– Звучит заманчиво, но у меня в Пасолобино свой маленький рай. И ты обещал показать мне другие части острова: Лубу, или Сан-Карлос, кратеры вулкана – их ведь несколько? – белые песчаные пляжи Алены, откуда рыбаки отправляются на острова Лорос. А Батете с деревянной церковью? О нет, я хочу все это увидеть!
– Если ты когда-нибудь вернешься на остров, я все это организую, верну долг.
Она заговорщицки улыбнулась:
– Ладно. Но в любом случае, ничто не сможет затмить сегодняшнего пляжа.
– Что ж, все еще впереди.
Кларенс прикрыла глаза, по спине побежали мурашки удовольствия.
– Но Сампака остается обязательным пунктом нашей программы. А ты что думала? Что я обойду стороной место, где мы с тобой встретились? – Он легко поднялся и протянул ей руку. – Знаешь, Кларенс, ты просто не могла не встретить меня и Лаа. Так захотели духи. Не буду тягаться с их волей, у них на все свои причины.
Девушка задавалась вопросом, почему физически ее привлек именно Инико, а не Лаа. Возможно, и на то была воля духов…
– Помнишь, как мы встретились?
Это было чуть меньше трех недель назад, но Кларенс казалось, что пролетели годы.
– Я принял тебя за секретаршу.
– Да! – засмеялась Кларенс. – Признаться, ты меня слегка напугал.
– Надеюсь, ты переборола страх?
– Теперь – да, но когда мы встретились в Сампаке и потом – в доме твоей матери, ты был замкнутым и отстраненным.
Он удивленно посмотрел на нее.
– Я подумала, что совсем тебе не нравлюсь, – продолжила Кларенс. – Твоя мама, видимо, что-то заметила. Она сказала тебе что-то на языке буби, и ты включился в разговор. Не секрет, что она тебе сказала?

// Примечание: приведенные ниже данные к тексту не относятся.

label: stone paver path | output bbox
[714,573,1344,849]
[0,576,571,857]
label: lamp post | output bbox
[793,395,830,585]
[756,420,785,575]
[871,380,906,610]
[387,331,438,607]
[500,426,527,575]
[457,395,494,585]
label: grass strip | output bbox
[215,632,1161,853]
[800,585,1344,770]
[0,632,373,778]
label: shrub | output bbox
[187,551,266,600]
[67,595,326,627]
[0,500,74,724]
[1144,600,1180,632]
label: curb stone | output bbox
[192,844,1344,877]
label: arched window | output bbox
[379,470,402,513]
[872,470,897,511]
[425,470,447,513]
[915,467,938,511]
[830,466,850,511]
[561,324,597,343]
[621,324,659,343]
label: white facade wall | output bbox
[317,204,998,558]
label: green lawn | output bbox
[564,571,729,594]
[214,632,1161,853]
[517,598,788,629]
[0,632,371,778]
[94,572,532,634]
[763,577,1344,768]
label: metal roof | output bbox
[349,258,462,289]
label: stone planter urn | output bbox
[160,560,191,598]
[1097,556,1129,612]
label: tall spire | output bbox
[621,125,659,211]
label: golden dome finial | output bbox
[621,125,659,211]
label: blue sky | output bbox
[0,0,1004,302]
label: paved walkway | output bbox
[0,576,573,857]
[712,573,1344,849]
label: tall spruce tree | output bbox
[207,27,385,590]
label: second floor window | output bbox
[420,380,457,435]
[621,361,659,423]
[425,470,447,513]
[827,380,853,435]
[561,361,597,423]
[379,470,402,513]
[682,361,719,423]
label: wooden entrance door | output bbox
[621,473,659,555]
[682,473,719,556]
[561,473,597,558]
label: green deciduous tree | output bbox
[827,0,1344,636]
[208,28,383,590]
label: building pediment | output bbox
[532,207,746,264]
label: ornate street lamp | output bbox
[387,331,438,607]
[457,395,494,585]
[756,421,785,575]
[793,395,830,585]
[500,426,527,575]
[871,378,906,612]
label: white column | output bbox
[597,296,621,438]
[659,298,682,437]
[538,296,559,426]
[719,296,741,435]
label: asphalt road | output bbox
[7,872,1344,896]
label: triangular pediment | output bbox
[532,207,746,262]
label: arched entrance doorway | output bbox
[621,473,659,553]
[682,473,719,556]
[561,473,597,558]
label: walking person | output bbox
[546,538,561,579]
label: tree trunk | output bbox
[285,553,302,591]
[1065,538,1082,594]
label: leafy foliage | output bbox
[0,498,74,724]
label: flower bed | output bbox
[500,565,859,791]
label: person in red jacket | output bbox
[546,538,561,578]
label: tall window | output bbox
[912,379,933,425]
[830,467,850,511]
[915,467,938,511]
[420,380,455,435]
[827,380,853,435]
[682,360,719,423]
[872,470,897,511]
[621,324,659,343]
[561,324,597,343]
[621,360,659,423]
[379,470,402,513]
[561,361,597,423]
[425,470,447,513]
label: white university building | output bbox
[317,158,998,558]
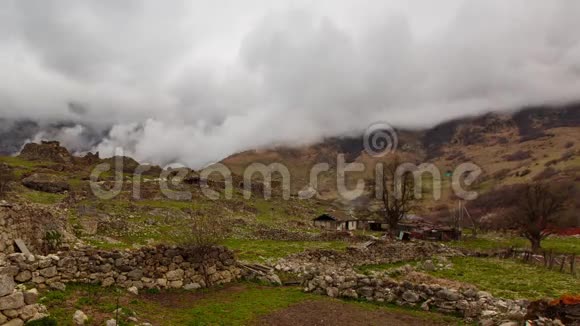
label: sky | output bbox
[0,0,580,168]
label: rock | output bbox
[0,292,24,310]
[402,291,420,303]
[423,260,435,272]
[165,269,184,281]
[183,283,201,291]
[101,277,115,288]
[0,274,16,297]
[20,304,38,321]
[127,269,143,281]
[38,266,58,278]
[481,310,497,318]
[49,282,66,291]
[169,281,183,289]
[24,289,38,304]
[2,318,24,326]
[73,310,89,325]
[22,173,70,193]
[127,286,139,295]
[14,271,32,283]
[437,289,461,301]
[326,287,338,298]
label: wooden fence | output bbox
[499,248,580,275]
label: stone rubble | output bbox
[0,268,46,326]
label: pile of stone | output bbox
[4,246,242,290]
[0,274,47,326]
[302,269,527,325]
[275,241,462,273]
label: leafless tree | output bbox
[382,159,419,232]
[512,183,567,251]
[184,214,229,285]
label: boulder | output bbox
[20,304,38,321]
[2,318,24,326]
[0,274,16,297]
[14,271,32,283]
[22,173,70,193]
[402,291,420,303]
[24,289,38,305]
[0,292,24,310]
[73,310,89,325]
[19,141,73,164]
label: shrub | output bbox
[26,317,58,326]
[503,150,532,161]
[0,163,15,197]
[533,167,560,181]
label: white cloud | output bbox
[0,0,580,167]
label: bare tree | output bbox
[184,214,229,286]
[0,163,15,198]
[512,183,567,251]
[382,159,418,232]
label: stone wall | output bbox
[0,274,46,326]
[302,270,527,325]
[275,241,461,273]
[0,246,241,290]
[0,203,64,254]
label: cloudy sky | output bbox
[0,0,580,167]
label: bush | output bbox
[533,167,560,181]
[503,150,532,161]
[26,317,58,326]
[0,163,16,198]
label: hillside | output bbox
[222,104,580,213]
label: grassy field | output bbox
[430,257,580,299]
[450,234,580,255]
[36,283,461,325]
[224,239,348,261]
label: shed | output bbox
[313,212,359,231]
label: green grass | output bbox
[22,191,65,205]
[224,239,348,261]
[430,257,580,299]
[450,235,580,255]
[356,261,417,274]
[41,283,460,325]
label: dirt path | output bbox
[256,300,446,326]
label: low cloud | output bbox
[0,0,580,167]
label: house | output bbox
[313,212,363,231]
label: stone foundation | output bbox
[0,246,241,289]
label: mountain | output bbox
[222,104,580,208]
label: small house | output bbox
[313,212,359,231]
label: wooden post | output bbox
[543,250,548,267]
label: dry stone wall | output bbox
[0,203,65,254]
[302,270,527,325]
[0,246,242,289]
[0,273,46,326]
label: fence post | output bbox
[543,250,548,267]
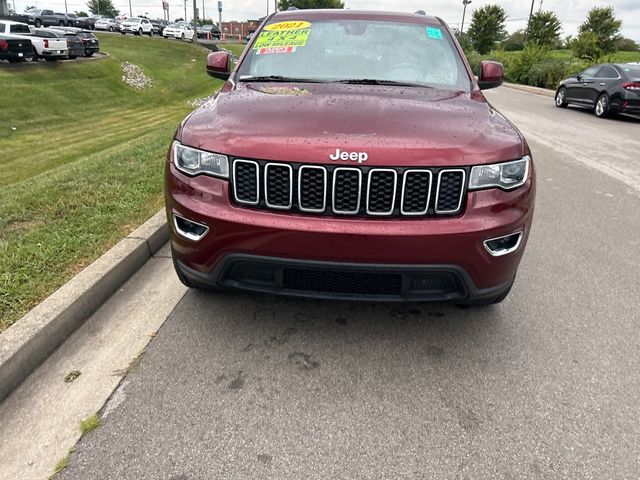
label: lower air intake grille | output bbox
[283,268,402,295]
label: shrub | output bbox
[527,58,567,89]
[505,43,549,85]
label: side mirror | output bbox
[478,60,504,90]
[207,52,231,80]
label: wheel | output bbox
[593,93,609,118]
[556,87,567,108]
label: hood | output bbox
[179,83,526,166]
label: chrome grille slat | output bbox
[434,168,467,215]
[367,168,398,216]
[298,165,327,213]
[331,167,362,215]
[231,159,468,218]
[264,163,293,210]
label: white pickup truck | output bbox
[0,20,69,62]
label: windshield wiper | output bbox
[239,75,322,83]
[333,78,433,88]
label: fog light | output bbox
[173,213,209,242]
[484,232,522,257]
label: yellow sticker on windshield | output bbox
[264,20,311,32]
[253,29,311,53]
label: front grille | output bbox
[231,159,467,217]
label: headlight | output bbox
[173,142,229,178]
[469,155,531,190]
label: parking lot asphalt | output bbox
[59,88,640,480]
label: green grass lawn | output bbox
[0,34,221,331]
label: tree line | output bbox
[457,4,638,60]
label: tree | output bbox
[616,37,640,52]
[571,31,602,62]
[578,7,622,53]
[278,0,344,10]
[87,0,120,18]
[467,5,507,55]
[502,30,527,52]
[527,10,562,47]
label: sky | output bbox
[8,0,640,42]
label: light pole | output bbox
[460,0,471,35]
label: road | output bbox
[45,88,640,480]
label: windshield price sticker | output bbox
[256,47,296,55]
[253,29,311,53]
[264,20,311,32]
[427,27,442,40]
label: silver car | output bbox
[94,18,120,32]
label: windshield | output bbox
[238,19,471,92]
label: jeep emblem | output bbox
[329,148,369,163]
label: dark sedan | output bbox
[198,25,220,40]
[555,63,640,118]
[0,34,33,63]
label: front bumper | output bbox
[165,162,535,303]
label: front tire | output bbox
[593,93,610,118]
[555,87,567,108]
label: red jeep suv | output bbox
[166,10,535,304]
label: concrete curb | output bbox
[502,82,556,98]
[0,209,169,401]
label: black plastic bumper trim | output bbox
[175,254,513,304]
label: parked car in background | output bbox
[555,63,640,118]
[149,20,169,35]
[26,8,67,28]
[93,17,120,32]
[198,25,220,40]
[44,27,100,57]
[120,17,153,37]
[43,27,84,60]
[0,20,68,61]
[0,33,33,63]
[77,31,100,57]
[67,13,93,30]
[162,22,195,40]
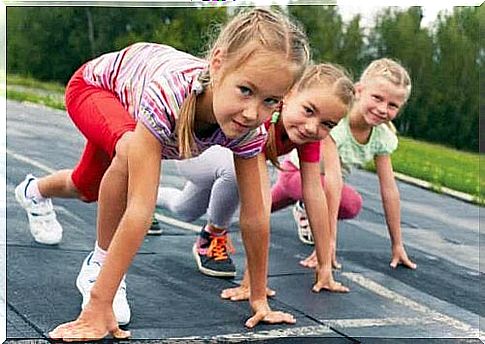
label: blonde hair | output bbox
[360,58,411,133]
[176,8,310,158]
[360,58,411,101]
[265,63,355,170]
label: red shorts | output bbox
[65,67,136,202]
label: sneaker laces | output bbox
[29,199,56,218]
[207,234,236,260]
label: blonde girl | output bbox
[16,9,309,341]
[157,64,354,300]
[272,58,416,269]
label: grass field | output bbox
[7,75,485,205]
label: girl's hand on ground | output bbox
[245,300,296,328]
[49,303,131,342]
[312,268,349,293]
[300,250,342,270]
[221,285,276,301]
[389,245,417,270]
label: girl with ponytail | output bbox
[157,63,354,300]
[15,8,309,341]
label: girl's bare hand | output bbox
[49,303,131,342]
[389,245,417,270]
[245,300,296,328]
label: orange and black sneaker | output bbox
[192,227,236,278]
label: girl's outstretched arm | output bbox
[300,161,349,293]
[374,155,416,269]
[301,135,343,269]
[234,154,295,328]
[49,123,161,341]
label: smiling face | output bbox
[282,84,347,145]
[355,77,407,127]
[211,51,294,138]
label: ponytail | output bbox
[175,70,210,159]
[264,111,282,171]
[176,92,197,159]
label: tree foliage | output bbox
[7,5,478,151]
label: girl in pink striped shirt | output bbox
[16,9,309,341]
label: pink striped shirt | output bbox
[83,43,267,159]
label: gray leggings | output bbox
[157,146,239,228]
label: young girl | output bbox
[271,58,416,269]
[157,64,354,299]
[16,9,309,340]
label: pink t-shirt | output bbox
[83,43,267,159]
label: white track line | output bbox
[342,272,479,338]
[6,149,484,339]
[320,317,435,328]
[6,148,56,173]
[6,149,200,233]
[171,325,335,343]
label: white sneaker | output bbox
[15,174,62,245]
[293,201,314,245]
[76,252,131,325]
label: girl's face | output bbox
[211,52,294,138]
[282,84,347,145]
[355,77,406,127]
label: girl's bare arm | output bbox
[374,155,416,269]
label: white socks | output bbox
[25,179,44,201]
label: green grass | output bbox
[7,74,64,94]
[7,86,66,110]
[7,75,485,205]
[367,136,485,204]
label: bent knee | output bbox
[339,190,362,219]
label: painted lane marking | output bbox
[319,317,435,328]
[6,148,56,173]
[171,325,335,341]
[171,318,435,341]
[6,149,200,233]
[342,272,479,338]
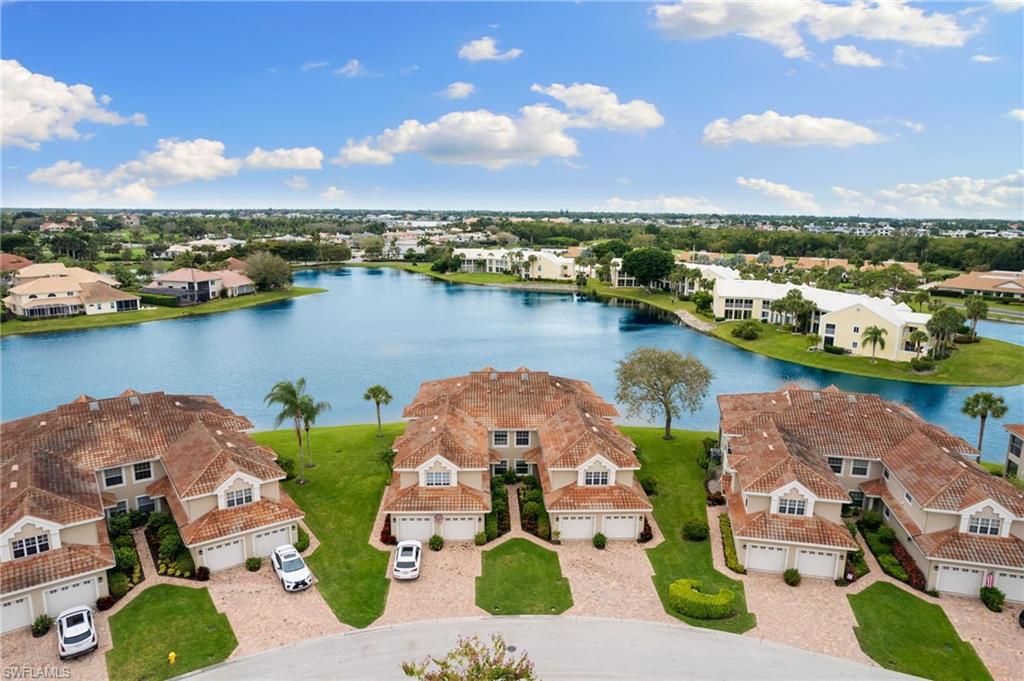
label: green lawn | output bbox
[106,584,239,681]
[622,427,757,634]
[713,322,1024,386]
[0,287,326,336]
[476,539,573,614]
[253,426,404,627]
[848,582,992,681]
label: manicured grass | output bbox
[622,427,757,634]
[0,287,327,336]
[476,539,573,614]
[848,582,992,681]
[253,423,404,627]
[106,584,239,681]
[713,322,1024,386]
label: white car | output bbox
[57,605,99,659]
[270,544,313,591]
[391,540,423,580]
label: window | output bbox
[426,471,452,487]
[778,499,807,515]
[102,467,125,487]
[224,487,253,508]
[967,517,1002,537]
[132,461,153,482]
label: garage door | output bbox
[938,565,982,596]
[253,525,292,556]
[391,515,434,542]
[0,596,32,633]
[744,544,790,572]
[441,516,476,542]
[995,572,1024,603]
[203,539,246,572]
[558,515,594,539]
[797,549,839,580]
[602,515,637,539]
[43,577,96,618]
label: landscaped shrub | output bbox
[981,587,1007,612]
[683,518,708,542]
[669,580,736,620]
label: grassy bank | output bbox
[0,286,326,336]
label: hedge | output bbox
[669,580,736,620]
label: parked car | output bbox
[270,544,313,591]
[391,539,423,580]
[57,605,99,659]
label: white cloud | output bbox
[736,177,819,213]
[334,59,367,78]
[459,36,522,61]
[604,195,722,213]
[246,146,324,170]
[701,111,885,146]
[443,81,476,99]
[652,0,972,59]
[285,175,309,191]
[0,59,146,150]
[530,83,665,130]
[833,45,884,69]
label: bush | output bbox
[295,525,309,553]
[981,587,1007,612]
[683,518,708,542]
[669,580,736,620]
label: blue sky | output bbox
[2,1,1024,218]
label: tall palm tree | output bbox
[299,394,331,468]
[961,392,1010,451]
[864,327,889,364]
[362,385,392,437]
[263,378,306,484]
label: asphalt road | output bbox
[183,616,913,681]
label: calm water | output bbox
[0,268,1024,460]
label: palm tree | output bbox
[961,392,1009,452]
[299,395,331,468]
[362,385,391,437]
[263,378,306,484]
[864,327,889,364]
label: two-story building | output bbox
[383,367,651,541]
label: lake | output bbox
[0,267,1024,461]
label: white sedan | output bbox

– Да ничего особенного. Штамп. Что не стоит судить о человеке, пока не узнал получше.
– На самом деле это очень ценный совет. Видишь, как все поменялось? И… – Она лукаво взглянула на него. – Если бы сейчас правил Евеера, ты был бы в опасности за связь с белой женщиной.
– Если ты сейчас правил Евеера, – расхохотался он, – ты была бы в опасности за попытку подчинить буби!
Инико остановил внедорожник возле проржавевших ворот с остатками краски. Название на табличке лишилось двух букв.
– «Са-пак», – прочитала Кларенс.
– Как по-твоему, что значит «Сампака»? – спросил Инико
Она задумалась.
– Наверное, раньше здесь была деревня с таким названием?
– А вот и нет! – Инико покровительственно улыбнулся. – Название произошло от имени одного из первых освобожденных рабов, сошедших на берег, когда остров еще принадлежал англичанам. Его звали Самуэль Паркер. Он стал сперва Сэм Паркер, а потом – Сампака.
Кларенс обернулась к нему.
– Откуда ты знаешь?
– Наверное, в школе рассказали, а я запомнил, – пожал плечами Инико. – Или услышал, когда работал здесь. Не помню.
– Еще вопрос: ты никогда не скучаешь по временам, когда сам работал на плантации?
– Не знаю… Ребенком мне тут нравилось, но когда меня заставили вернуться, работа была тяжелой и нудной. Наверное, я чувствую что-то среднее между родством и равнодушием.
Девушка перевела взгляд на величественные пальмы, росшие на расстоянии метра друг от друга. Стволы были покрыты белым примерно метра на два, и вместе они образовывали аллею, сходившуюся в перспективе.
– Судьба привела мою семью именно в Сампаку, а не в Тимбабе, Бомбе, Бао, Туплапла или Сипопо, – сказала девушка. – Эти волшебные названия в детстве пробуждали у меня образы далеких земель. – Она посмотрела на небо. – Если не пойдет дождь, а в дождь тут невозможно что-либо разглядеть, сегодня я наконец-то смогу проникнуть в сказку.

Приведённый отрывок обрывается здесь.